So here is the series
$\displaystyle \Sigma\limits_{n=1}^\infty \frac{x^{2n-1}}{(2n-1)!}$
For what values of x will it converge?
According to the ratio test, a series is convergent when $\displaystyle \displaystyle \begin{align*} \lim_{n \to \infty} \left| \frac{a_{n+1}}{a_n} \right| < 1 \end{align*}$.
So get an expression for this limit, set it less than 1, then solve for x.
Right I was thinking along the lines of ratio test
I get this
$\displaystyle \lim_{n\rightarrow\infty} \frac{x^2}{2n(2n+1)}$
which becomes
$\displaystyle x^2\lim_{n\rightarrow\infty} \frac{1}{2n(2n+1)}$
clearly, the limit goes to 0 which is less than 1 so it converges.
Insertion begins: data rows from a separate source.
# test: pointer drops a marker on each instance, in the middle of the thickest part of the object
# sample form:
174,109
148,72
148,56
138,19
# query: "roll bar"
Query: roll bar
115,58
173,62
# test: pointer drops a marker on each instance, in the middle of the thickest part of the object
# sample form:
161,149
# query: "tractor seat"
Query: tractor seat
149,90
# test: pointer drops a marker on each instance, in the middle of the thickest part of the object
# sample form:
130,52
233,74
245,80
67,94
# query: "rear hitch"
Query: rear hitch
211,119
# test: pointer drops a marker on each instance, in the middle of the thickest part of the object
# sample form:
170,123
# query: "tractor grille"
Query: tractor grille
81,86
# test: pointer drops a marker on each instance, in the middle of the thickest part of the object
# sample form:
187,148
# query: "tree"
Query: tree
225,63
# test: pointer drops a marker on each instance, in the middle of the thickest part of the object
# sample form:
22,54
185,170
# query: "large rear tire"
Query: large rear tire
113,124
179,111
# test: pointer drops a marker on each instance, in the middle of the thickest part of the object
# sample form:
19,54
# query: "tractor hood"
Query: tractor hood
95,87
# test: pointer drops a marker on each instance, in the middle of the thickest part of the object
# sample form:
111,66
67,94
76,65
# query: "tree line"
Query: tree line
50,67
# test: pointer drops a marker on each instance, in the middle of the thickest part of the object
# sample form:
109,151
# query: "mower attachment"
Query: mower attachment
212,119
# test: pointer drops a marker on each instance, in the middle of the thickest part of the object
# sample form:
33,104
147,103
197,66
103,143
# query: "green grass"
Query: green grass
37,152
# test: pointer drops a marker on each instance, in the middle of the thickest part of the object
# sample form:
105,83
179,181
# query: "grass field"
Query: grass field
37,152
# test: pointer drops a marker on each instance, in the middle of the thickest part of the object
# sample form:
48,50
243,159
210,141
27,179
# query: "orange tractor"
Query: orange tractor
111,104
What can i say about x?
For this series,
$\displaystyle \Sigma\limits_{n=1}^\infty \frac{n(x-1)^n}{2^n}$
Clearly by ratio test, I get that
$\displaystyle \lim_{n\rightarrow\infty}{a_{n}}^{1/n} = 1$. So it's inconclusive here. What can I say about which values of x will it converge?
Maybe you should try the ratio test then...
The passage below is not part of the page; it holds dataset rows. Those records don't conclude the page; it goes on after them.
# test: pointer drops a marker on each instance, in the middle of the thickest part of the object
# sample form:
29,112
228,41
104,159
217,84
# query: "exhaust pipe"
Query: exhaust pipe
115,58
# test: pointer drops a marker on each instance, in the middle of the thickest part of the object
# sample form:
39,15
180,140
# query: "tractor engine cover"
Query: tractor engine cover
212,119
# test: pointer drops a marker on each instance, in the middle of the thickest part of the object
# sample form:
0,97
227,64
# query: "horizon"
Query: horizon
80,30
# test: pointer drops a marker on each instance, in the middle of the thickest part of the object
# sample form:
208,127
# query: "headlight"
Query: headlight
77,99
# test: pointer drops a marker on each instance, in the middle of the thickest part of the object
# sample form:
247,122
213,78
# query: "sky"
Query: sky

$\displaystyle \displaystyle \begin{align*} \left| \frac{a_{n+1}}{a_n} \right| &= \left| \frac{\frac{(n+1)(x - 1)^{n+1}}{2^{n+1}}}{\frac{n(x-1)^n}{2^n}} \right| \\ &= \left| \frac{2^n(n+1)(x-1)^{n+1}}{2^{n+1}n(x-1)^n} \right| \\ &= \frac{1}{2}|x - 1| \left| \frac{n + 1}{n} \right| \end{align*}$
The "n" stuff goes to 1, but the rest doesn't. You should be able to get an interval for x when you set this entire limit less than 1.
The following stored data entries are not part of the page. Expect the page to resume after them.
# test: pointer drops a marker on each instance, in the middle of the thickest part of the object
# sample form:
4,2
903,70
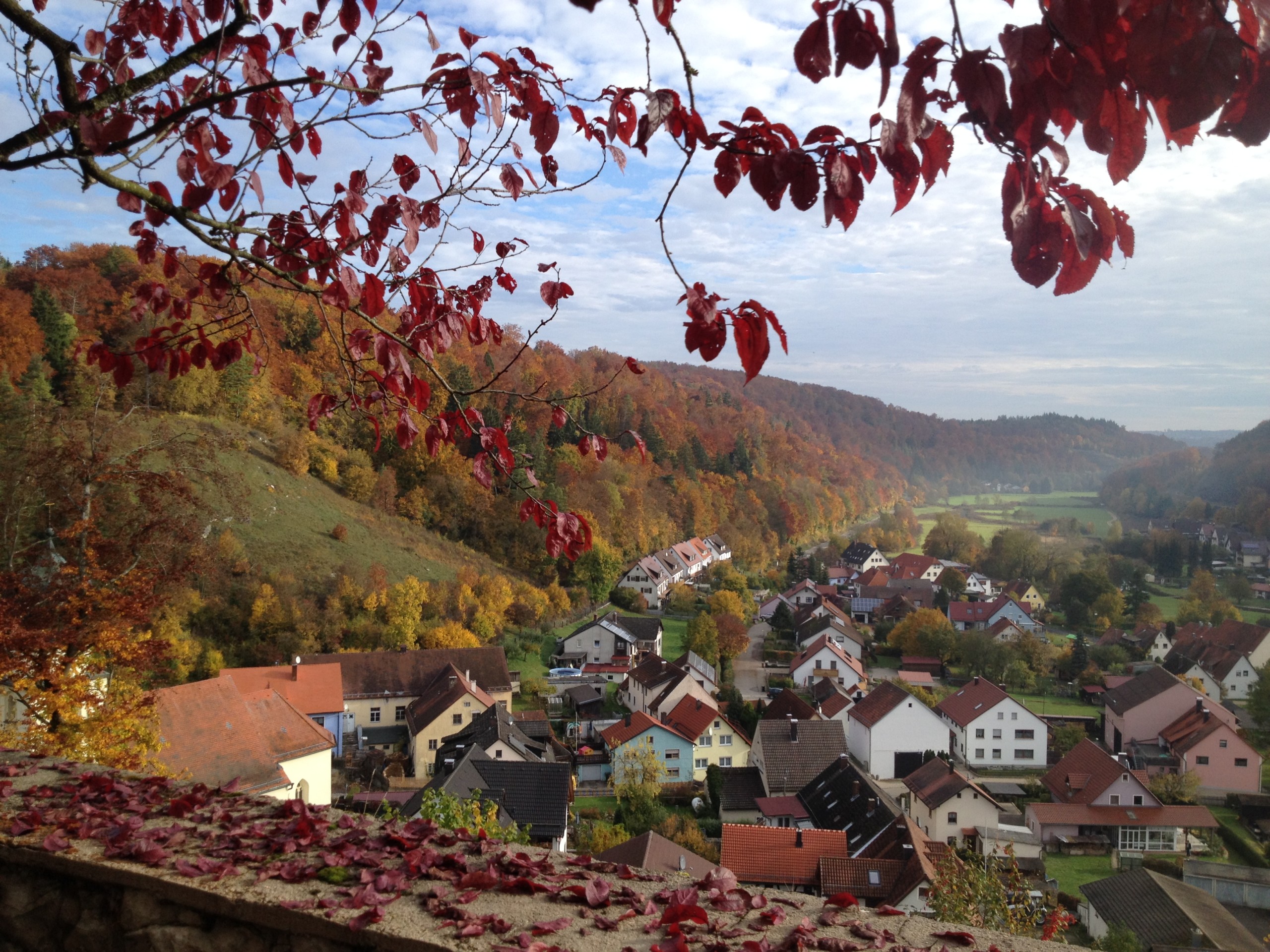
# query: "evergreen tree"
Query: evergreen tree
59,329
Not true at all. For any series, if you can show the series of absolute values is convergent, then so is the original series. What we are doing by taking the absolute value of the ratio in the ratio test is to check the convergence of the absolute value series. When this is convergent, so is the original series.